19 mai 2009
Zach Moss démasqué !
Zacherie Moss. Quel personnage... ! Voilà déjà trois ans qu'il nous a rejoints et on a désormais bien du mal à imaginer la JAV sans lui. Et pourtant... il souhaite partir.
Eh oui, il se pourrait bien que Zach ne porte plus le maillot jaune la saison prochaine. Il en a en tous cas exprimé le désir au début de la semaine dernière auprès du président Jonon, malgré le contrat qui le lie au club pendant un an encore. Quelle en est la raison ? Sirènes financières ? Lassitude ? Dans l'entretien qu'il avait accordé à Jean-Philippe Béal pour La Montagne il y a quelques semaines, il laissait transparaître une certaine amertume, peut-être moins épidermique qu'il n'y parait, suite à la difficile crise que la club a traversée fin 2008. Il ressort de ses propos que Zach semble visiblement avoir été déçu, voire blessé par le comportement de certaines personnes.
S'il devait se confirmer, le départ de Zach serait vraiment dommage, car il semblait être une exception à la règle qui veut que les joueurs qui s'illustrent à Vichy partent ensuite briller sous d'autres cieux plus rémunérateurs (Rahshon Turner, Jeff Greer, Jimmal Ball, Curtis Sumpter... pour ne parler que de la période la plus récente).
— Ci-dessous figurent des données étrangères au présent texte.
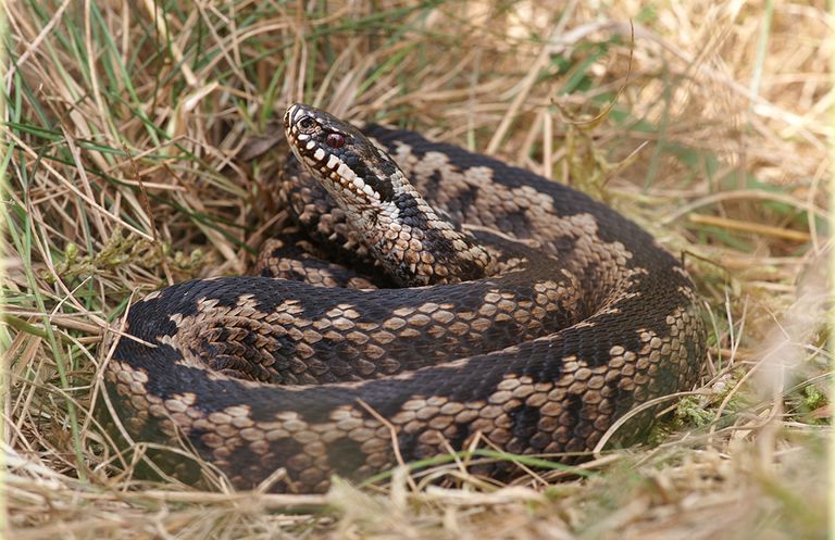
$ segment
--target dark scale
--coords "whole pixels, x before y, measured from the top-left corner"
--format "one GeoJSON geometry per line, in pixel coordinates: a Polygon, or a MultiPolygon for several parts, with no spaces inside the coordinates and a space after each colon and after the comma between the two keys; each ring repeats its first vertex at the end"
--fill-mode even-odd
{"type": "MultiPolygon", "coordinates": [[[[457,172],[452,197],[427,162],[411,178],[426,188],[418,194],[351,125],[294,105],[285,127],[315,166],[288,160],[282,200],[298,228],[267,243],[260,275],[179,284],[130,307],[105,386],[136,442],[194,449],[237,488],[283,468],[274,490],[323,491],[334,473],[394,467],[391,429],[406,460],[477,438],[574,461],[635,406],[698,380],[706,332],[693,284],[634,223],[531,172],[370,126],[384,146],[408,146],[412,164],[441,153],[457,172]],[[421,197],[448,200],[435,210],[451,227],[424,215],[421,197]],[[348,218],[352,209],[373,217],[348,218]],[[381,230],[351,228],[363,219],[381,230]],[[396,241],[363,243],[386,234],[396,241]],[[421,279],[443,285],[395,285],[421,279]]],[[[640,440],[656,412],[612,440],[640,440]]],[[[184,463],[159,464],[194,481],[199,467],[184,463]]]]}

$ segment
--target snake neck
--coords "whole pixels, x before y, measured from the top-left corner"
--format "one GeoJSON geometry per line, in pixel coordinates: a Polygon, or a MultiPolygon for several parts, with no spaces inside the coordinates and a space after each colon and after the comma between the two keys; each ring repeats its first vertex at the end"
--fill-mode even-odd
{"type": "Polygon", "coordinates": [[[296,158],[398,285],[460,282],[491,273],[487,250],[438,215],[357,128],[302,104],[287,110],[284,125],[296,158]]]}

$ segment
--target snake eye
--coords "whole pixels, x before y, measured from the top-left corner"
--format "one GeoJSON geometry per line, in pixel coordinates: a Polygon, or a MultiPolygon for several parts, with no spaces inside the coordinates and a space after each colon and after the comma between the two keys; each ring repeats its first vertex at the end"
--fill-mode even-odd
{"type": "Polygon", "coordinates": [[[345,137],[339,134],[328,134],[325,143],[331,148],[342,148],[345,146],[345,137]]]}

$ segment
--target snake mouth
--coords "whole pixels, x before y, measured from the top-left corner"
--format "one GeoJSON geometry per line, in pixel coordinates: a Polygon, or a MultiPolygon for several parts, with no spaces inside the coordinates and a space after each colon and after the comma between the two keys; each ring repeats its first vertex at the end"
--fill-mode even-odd
{"type": "Polygon", "coordinates": [[[284,129],[292,153],[334,197],[366,205],[394,197],[385,173],[396,169],[394,162],[350,124],[296,103],[284,115],[284,129]]]}

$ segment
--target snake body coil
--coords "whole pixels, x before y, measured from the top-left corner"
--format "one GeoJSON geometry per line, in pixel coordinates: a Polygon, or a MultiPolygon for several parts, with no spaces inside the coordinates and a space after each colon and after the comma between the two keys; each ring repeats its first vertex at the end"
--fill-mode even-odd
{"type": "Polygon", "coordinates": [[[298,229],[264,250],[262,275],[130,307],[105,381],[134,441],[191,448],[237,487],[284,469],[273,489],[322,491],[331,474],[362,479],[476,439],[588,451],[631,409],[696,381],[693,285],[614,211],[413,133],[370,126],[372,143],[306,105],[285,129],[298,229]]]}

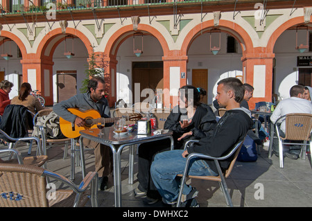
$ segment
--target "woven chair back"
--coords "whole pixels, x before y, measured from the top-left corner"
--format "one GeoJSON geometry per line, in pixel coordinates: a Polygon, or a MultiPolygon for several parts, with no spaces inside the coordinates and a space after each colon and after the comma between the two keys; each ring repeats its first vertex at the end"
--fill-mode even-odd
{"type": "Polygon", "coordinates": [[[26,165],[0,163],[1,207],[46,207],[44,169],[26,165]]]}
{"type": "Polygon", "coordinates": [[[291,141],[309,141],[312,129],[312,114],[288,114],[286,116],[285,138],[291,141]]]}

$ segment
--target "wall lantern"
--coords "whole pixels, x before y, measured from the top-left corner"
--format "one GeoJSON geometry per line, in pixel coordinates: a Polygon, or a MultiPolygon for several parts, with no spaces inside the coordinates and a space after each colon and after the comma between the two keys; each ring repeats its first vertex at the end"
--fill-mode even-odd
{"type": "Polygon", "coordinates": [[[306,50],[309,50],[309,28],[308,26],[304,26],[306,28],[306,44],[304,45],[301,44],[298,46],[298,26],[296,27],[296,49],[299,51],[300,53],[304,53],[306,50]]]}
{"type": "Polygon", "coordinates": [[[143,33],[136,33],[133,34],[133,53],[137,57],[140,57],[143,53],[143,33]],[[142,46],[141,49],[139,49],[135,46],[135,37],[138,37],[141,35],[142,46]],[[137,49],[135,49],[137,48],[137,49]]]}
{"type": "Polygon", "coordinates": [[[65,46],[64,51],[64,55],[65,55],[68,59],[70,59],[75,55],[75,54],[73,53],[73,36],[65,36],[65,46]],[[67,51],[66,50],[66,38],[68,37],[71,38],[72,40],[72,51],[67,51]]]}
{"type": "Polygon", "coordinates": [[[212,53],[216,55],[220,51],[220,48],[221,47],[221,30],[219,29],[212,29],[210,30],[210,51],[211,51],[212,53]],[[218,47],[214,46],[211,48],[211,34],[213,33],[219,33],[219,46],[218,47]]]}
{"type": "Polygon", "coordinates": [[[6,42],[5,39],[8,39],[8,38],[5,38],[2,40],[2,44],[3,46],[3,53],[1,54],[1,57],[3,58],[6,60],[9,60],[10,58],[11,58],[12,57],[11,55],[11,39],[8,40],[10,42],[10,53],[9,54],[4,53],[4,42],[6,42]]]}

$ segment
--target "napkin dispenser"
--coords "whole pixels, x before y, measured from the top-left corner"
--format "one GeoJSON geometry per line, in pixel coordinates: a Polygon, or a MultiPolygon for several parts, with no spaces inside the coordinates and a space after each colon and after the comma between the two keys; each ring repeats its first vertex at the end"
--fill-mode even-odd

Les conditions dans lesquelles Zach a prolongé son contrat avec la JAV la saison dernière - contre l'avis de son agent qui se faisait fort de lui trouver un contrat plus rémunérateur - démontrent pourtant que ses choix de vie et de carrière ne se limitaient pas à une vision purement financière. Un choix d'autant plus flatteur pour la JAV.
On sait que les joueurs qui viennent et qui restent à Vichy ne le font que rarement pour l'argent. Mais faute de salaires élevés, la JAV peut à juste titre faire valoir une attitude de rigueur et d'honneteté vis à vis de ses salariés, dans un univers sportif où les salaires ne sont pas toujours payés en temps et en heure. De plus, le club bénéficie également d'un esprit familial et surtout d'un engouement populaire qui n'a que peu d'équivalent à ce niveau. Néanmoins, dès lors qu'une période difficile met à mal le climat dans lequel les joueurs évoluent, voilà que ces derniers sont moins enclins à ignorer certaines réalités financières. Car comme le dit Warren Buffet : « C'est quand la mer se retire qu'on voit ceux qui se baignaient nus. » L'adage vaut pour la finance - WB se dispute le titre d'homme le plus riche du monde avec Bill Gates - mais en l'occurrence, il est facilement transposable à la situation présente.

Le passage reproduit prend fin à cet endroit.